Abdulmalik Danlami Mohammed
2026
Anchoring the Judge: Curriculum-Based Adaptation and Reference-Anchored MQM for LLM-Based Machine Translation of an Unseen Low-Resource Language - A Case of Nupe
Umar Baba Umar | Sulaimon Adebayo Bashir | Abdulmalik Danlami Mohammed
Proceedings of the Second Workshop on Language Models for Low-Resource Languages (LoResLM 2026)
Umar Baba Umar | Sulaimon Adebayo Bashir | Abdulmalik Danlami Mohammed
Proceedings of the Second Workshop on Language Models for Low-Resource Languages (LoResLM 2026)
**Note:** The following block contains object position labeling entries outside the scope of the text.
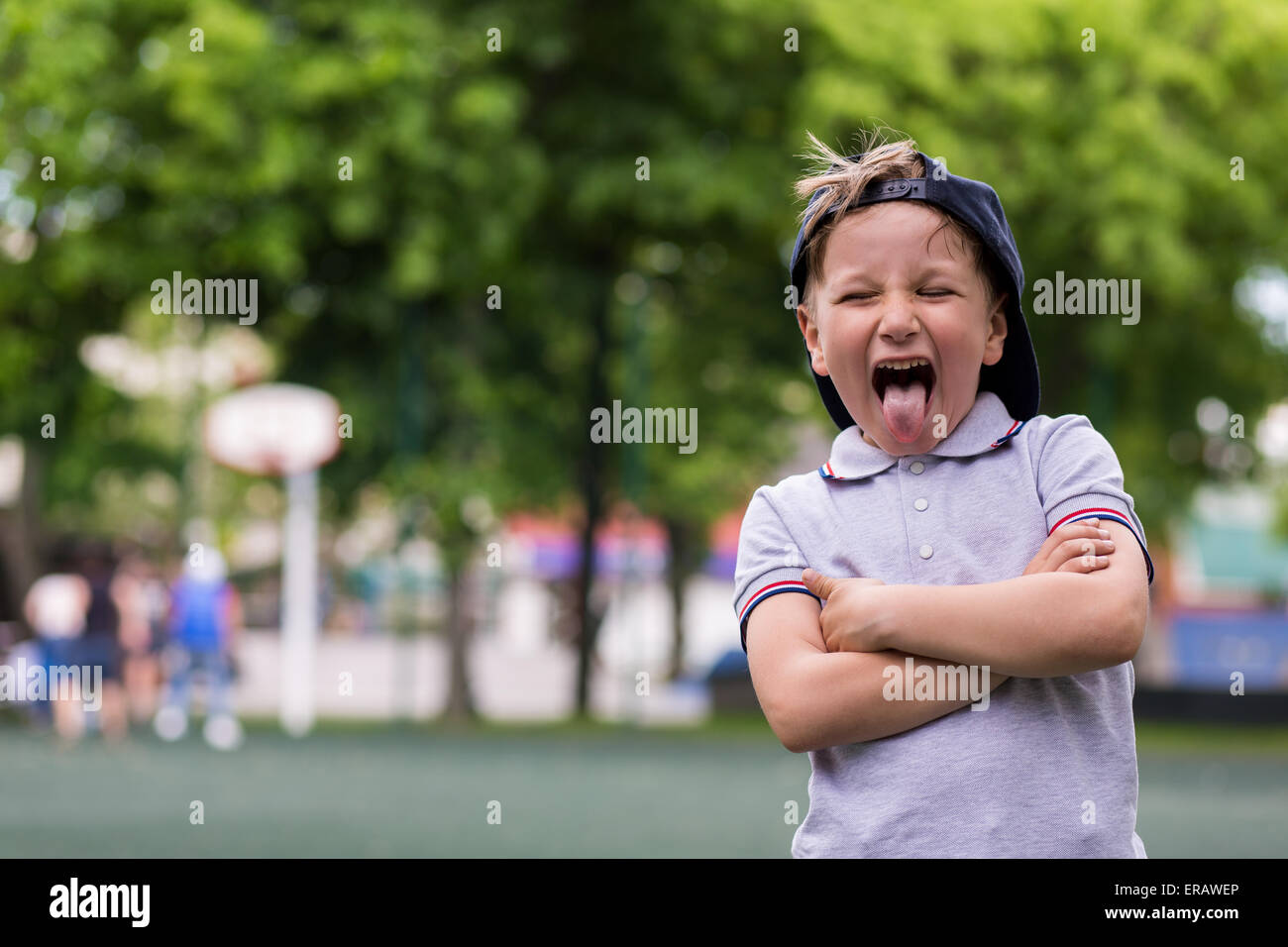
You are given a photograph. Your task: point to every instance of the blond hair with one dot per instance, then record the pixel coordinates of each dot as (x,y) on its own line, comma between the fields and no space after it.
(842,182)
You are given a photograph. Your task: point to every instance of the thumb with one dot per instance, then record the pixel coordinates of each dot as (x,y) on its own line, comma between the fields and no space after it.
(816,582)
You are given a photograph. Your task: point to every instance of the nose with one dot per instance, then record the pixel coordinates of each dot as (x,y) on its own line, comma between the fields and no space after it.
(898,320)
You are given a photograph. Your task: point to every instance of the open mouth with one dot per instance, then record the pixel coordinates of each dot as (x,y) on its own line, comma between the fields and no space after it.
(905,386)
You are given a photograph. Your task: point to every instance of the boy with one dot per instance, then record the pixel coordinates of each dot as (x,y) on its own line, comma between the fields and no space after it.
(951,528)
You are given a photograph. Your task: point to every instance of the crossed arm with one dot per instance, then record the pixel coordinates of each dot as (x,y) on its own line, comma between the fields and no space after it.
(819,672)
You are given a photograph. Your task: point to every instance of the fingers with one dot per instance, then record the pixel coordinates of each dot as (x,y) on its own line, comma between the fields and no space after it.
(1081,556)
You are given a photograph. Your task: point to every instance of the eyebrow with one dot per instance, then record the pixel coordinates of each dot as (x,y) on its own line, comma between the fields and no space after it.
(939,269)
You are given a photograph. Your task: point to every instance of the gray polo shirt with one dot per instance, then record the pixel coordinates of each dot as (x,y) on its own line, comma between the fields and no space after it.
(1048,770)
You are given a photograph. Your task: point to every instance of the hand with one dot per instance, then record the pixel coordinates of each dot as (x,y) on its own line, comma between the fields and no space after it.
(854,612)
(1081,547)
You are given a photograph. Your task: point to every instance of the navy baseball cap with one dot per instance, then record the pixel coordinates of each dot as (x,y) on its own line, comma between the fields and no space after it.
(1016,376)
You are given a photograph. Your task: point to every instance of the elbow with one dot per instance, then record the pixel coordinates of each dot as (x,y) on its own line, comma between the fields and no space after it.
(787,728)
(1131,615)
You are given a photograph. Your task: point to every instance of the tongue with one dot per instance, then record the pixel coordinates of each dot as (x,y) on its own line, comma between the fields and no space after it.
(905,410)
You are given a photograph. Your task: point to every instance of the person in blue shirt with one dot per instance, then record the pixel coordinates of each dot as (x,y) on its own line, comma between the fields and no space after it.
(204,620)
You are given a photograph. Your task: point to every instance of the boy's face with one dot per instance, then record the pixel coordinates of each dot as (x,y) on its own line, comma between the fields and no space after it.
(885,295)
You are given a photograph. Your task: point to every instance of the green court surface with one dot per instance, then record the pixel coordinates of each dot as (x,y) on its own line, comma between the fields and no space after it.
(567,789)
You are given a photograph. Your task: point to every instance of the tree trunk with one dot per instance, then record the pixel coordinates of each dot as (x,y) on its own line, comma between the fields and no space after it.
(20,536)
(588,617)
(678,570)
(460,703)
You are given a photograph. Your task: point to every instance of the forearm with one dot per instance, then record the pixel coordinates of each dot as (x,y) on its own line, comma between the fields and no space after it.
(851,697)
(1031,626)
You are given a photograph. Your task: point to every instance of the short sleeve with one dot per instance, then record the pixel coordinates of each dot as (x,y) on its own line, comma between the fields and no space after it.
(769,561)
(1078,476)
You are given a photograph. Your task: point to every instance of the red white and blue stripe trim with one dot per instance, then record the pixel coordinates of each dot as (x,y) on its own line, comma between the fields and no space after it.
(827,474)
(772,589)
(1012,432)
(1102,513)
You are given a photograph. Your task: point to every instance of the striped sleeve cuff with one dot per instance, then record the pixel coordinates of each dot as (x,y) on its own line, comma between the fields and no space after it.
(773,582)
(1103,506)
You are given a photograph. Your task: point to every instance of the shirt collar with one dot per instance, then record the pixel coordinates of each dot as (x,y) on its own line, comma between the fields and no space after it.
(987,425)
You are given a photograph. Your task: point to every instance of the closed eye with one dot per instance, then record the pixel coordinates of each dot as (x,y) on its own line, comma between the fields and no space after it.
(932,294)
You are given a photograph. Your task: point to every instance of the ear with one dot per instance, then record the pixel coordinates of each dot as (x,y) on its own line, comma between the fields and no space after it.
(996,341)
(809,329)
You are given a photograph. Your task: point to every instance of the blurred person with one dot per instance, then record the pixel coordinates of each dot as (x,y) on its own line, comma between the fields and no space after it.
(55,608)
(99,646)
(205,618)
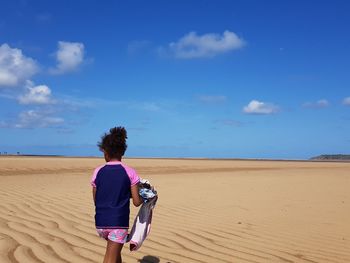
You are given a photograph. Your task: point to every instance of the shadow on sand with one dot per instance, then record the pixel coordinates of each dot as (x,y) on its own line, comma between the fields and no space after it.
(149,259)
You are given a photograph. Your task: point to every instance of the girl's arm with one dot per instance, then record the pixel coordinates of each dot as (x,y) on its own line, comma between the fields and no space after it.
(94,194)
(136,198)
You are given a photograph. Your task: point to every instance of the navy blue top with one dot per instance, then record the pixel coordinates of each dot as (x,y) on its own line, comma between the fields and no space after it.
(113,182)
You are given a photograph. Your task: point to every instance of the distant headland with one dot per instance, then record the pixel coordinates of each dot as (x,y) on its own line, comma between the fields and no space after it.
(344,157)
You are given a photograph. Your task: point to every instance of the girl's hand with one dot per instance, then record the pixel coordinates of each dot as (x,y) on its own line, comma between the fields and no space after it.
(136,198)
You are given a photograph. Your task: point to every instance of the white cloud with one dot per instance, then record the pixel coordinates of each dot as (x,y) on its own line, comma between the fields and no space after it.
(323,103)
(36,95)
(257,107)
(15,67)
(204,46)
(35,118)
(69,56)
(346,101)
(212,99)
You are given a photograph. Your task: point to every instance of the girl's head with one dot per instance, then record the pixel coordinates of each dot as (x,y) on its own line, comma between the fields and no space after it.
(113,144)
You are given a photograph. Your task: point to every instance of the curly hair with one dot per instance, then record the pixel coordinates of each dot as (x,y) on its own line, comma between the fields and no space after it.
(114,142)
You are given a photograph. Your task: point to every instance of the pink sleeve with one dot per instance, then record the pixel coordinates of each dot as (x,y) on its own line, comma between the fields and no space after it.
(93,177)
(134,178)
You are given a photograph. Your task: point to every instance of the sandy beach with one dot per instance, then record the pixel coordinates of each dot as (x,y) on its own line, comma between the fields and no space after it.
(208,211)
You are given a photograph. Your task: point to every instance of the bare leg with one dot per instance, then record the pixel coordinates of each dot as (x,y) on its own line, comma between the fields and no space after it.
(113,252)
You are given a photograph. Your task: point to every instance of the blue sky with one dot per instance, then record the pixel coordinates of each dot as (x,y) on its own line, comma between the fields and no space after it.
(221,79)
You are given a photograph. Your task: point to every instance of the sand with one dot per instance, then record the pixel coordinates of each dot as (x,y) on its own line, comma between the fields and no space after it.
(208,211)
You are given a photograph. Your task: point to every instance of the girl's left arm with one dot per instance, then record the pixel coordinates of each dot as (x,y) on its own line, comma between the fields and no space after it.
(94,194)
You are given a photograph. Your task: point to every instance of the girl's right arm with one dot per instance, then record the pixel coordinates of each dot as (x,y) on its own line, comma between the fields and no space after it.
(94,194)
(136,198)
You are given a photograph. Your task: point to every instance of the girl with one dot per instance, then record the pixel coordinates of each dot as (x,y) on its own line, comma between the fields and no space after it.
(113,185)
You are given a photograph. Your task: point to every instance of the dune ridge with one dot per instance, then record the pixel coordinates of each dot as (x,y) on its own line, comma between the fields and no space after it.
(208,211)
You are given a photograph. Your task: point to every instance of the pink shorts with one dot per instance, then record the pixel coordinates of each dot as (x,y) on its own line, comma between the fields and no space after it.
(118,235)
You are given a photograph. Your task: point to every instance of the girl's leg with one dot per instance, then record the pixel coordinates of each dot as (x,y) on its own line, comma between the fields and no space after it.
(113,252)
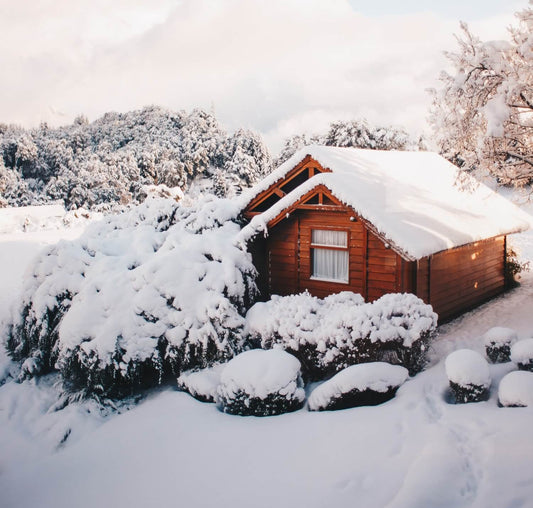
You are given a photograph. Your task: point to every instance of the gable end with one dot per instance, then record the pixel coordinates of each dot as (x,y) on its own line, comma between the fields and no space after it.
(305,169)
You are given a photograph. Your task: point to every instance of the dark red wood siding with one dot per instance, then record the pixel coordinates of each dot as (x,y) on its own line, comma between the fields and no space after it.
(374,269)
(282,261)
(459,279)
(315,219)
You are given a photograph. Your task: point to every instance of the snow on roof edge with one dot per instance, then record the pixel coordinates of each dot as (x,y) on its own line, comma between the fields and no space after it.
(419,211)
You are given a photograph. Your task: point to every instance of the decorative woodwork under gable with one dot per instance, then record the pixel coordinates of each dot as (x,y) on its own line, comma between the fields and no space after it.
(304,170)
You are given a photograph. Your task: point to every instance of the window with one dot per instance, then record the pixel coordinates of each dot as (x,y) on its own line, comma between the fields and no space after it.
(329,255)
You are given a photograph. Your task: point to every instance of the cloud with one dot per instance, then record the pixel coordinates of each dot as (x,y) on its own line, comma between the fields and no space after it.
(279,67)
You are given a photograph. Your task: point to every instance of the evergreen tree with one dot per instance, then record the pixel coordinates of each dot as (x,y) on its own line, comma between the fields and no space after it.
(482,115)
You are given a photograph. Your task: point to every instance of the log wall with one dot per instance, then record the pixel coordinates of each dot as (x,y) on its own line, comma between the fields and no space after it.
(459,279)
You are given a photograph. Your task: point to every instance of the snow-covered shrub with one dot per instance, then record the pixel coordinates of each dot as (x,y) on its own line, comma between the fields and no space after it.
(522,354)
(468,374)
(261,383)
(366,384)
(341,330)
(516,389)
(498,341)
(201,384)
(150,293)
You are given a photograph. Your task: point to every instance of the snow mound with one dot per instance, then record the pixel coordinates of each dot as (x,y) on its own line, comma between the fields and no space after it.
(357,385)
(522,354)
(465,367)
(341,330)
(261,383)
(500,335)
(201,384)
(516,389)
(498,341)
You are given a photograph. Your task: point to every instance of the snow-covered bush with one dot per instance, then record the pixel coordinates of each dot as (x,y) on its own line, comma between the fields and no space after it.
(468,374)
(366,384)
(261,383)
(522,354)
(341,330)
(516,389)
(498,341)
(201,384)
(150,293)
Adapting large language models (LLMs) for machine translation has shown strong performance in low-resource languages; however, their effectiveness for unseen, extremely low-resource languages remains largely unexplored. We present NupeMT-QLoRA, a curriculum-based adaptation framework for the Nupe–English language pair. Our approach employs a two-stage QLoRA fine-tuning strategy: (i) initial training on 34k noisy parallel sentence pairs, followed by (ii) continued fine-tuning on a smaller, cleaner set of 12k bidirectional parallel sentences with explicit translation-direction tags. This staged curriculum stabilizes optimization and improves robustness under severe data scarcity.We further identify a reliability crisis in existing automatic evaluation metrics for unseen languages. Popular LLM-based judges such as GEMBA and xCOMET exhibit weak correlation with human judgments (Kendall’s 𝜏 ≈ 0.21) and low inter-rater reliability (Fleiss’ 𝜅 ≈ 0.27), largely due to fluency bias. To address this, we propose Ref-Anchor-MQM, a reference-anchored evaluation protocol that forces the judge to extract Key Semantic Units from a human reference before scoring.Experimental results show that NupeMT-QLoRA substantially outperforms NLLB-200, improving chrF++ from 22.73 to 41.10, while Ref-Anchor-MQM achieves significantly higher alignment with human evaluation (𝜏 = 0.71). Our framework provides a scalable pipeline for adapting and evaluating LLMs on languages with zero prior representation.